Ao se aproximar com a sua faca em mãos, Beth sentiu vontade de chorar, mas suas lágrimas haviam secado. A visão daquela mulher fazia com que ela se lembrasse da noite angustiante em que estivera trancada em um porta-malas com Daryl Dixon. Fora uma das piores noites de sua vida, mas estranhamente, ela sentiu saudades; não do desespero ou da fuga, mas da companhia. Sentia falta de estar perto dele. Os dois haviam vivido dias em um mundo só deles.

Enquanto esse sentimento estranho reverberava por todos os seus nervos, uma dor profunda pela vida perdida daquela mulher também a consumia. Ela sabia que todos aqueles seres, os walkers, estavam sofrendo, mesmo que inconscientemente. Suas almas estavam aprisionadas em corpos definhados, em mentes monstruosas comandadas por sentidos menos racionais que os animalescos.

Então, ela deu o golpe final, se sentindo grata por ter a chance de que fossem suas mãos que finalmente libertariam aquela alma cativa. A dor e a perda estavam ainda presentes, mas havia algo de reconfortante em poder oferecer um fim digno àquele sofrimento.

Mais tarde, todos se sentaram às margens da estrada sob a sombra confortável e conveniente de uma árvore. Beth segurava Judith no colo, que vez ou outra resmungava, indicando que estava ficando com fome novamente. Daryl saiu dentre as árvores; a expressão de irritação que ele tinha quando se refugiou lá já havia dado lugar à mesma de sempre, uma que era indecifrável. Ele se aproximava enquanto Abraham tirava uma garrafa do bolso — uísque. Beth e Daryl se entreolharam rapidamente, e a noite em que Beth havia bebido pela primeira vez veio à mente de ambos.

Quebrando o silêncio repentinamente, uma matilha de cães saiu da floresta a latidos e rosnados. Os cães não pareciam ser nada amigáveis. Beth apertou Judith em seus braços e se esquivou. Sem hesitar, Sasha silenciou os latidos raivosos a tiros. Ninguém esboçou reação; naquele ponto, o cansaço havia deixado todos apáticos. Então Rick se levantou e começou a montar uma fogueira. Só ali Beth se deu conta de que estavam prestes a comer os cães. Em sua vida na fazenda, a antiga Beth teria sentido repulsa, mas a nova Beth, a Beth que havia despertado para este novo mundo, essa estava grata.

*

Os pés voltaram a caminhar, até que pararam ao notar algo realmente estranho à frente.

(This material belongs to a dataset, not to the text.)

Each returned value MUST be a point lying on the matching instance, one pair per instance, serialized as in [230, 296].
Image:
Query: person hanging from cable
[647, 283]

Eram garrafas de água limpa, acompanhadas de um bilhete escrito à mão. Se aproximaram e Rick leu o papel. "De um amigo". Todos começaram a olhar em volta, procurando algum vestígio do benfeitor. Não havia sinais de que alguém estava por perto; Rick e Daryl se entreolhavam desconfiados. 

Tara fora a primeira a ceder, dando a entender que deveriam simplesmente aceitar o presente. — O que mais podemos fazer? — perguntou, deixando a sede falar mais alto do que a racionalidade.

— Não isso — Rick respondeu com firmeza. — Não sabemos quem deixou.

— Se for uma armadilha, já caímos nela. Mas prefiro pensar que foi um amigo — constatou Eugene. A essa altura, até mesmo a mente mais racional e estratégica do grupo já havia se deixado levar pelo cansaço.

— E se não for? E se tiver alguma coisa na água? — Carol parecia tão cautelosa quanto Rick em relação ao presente.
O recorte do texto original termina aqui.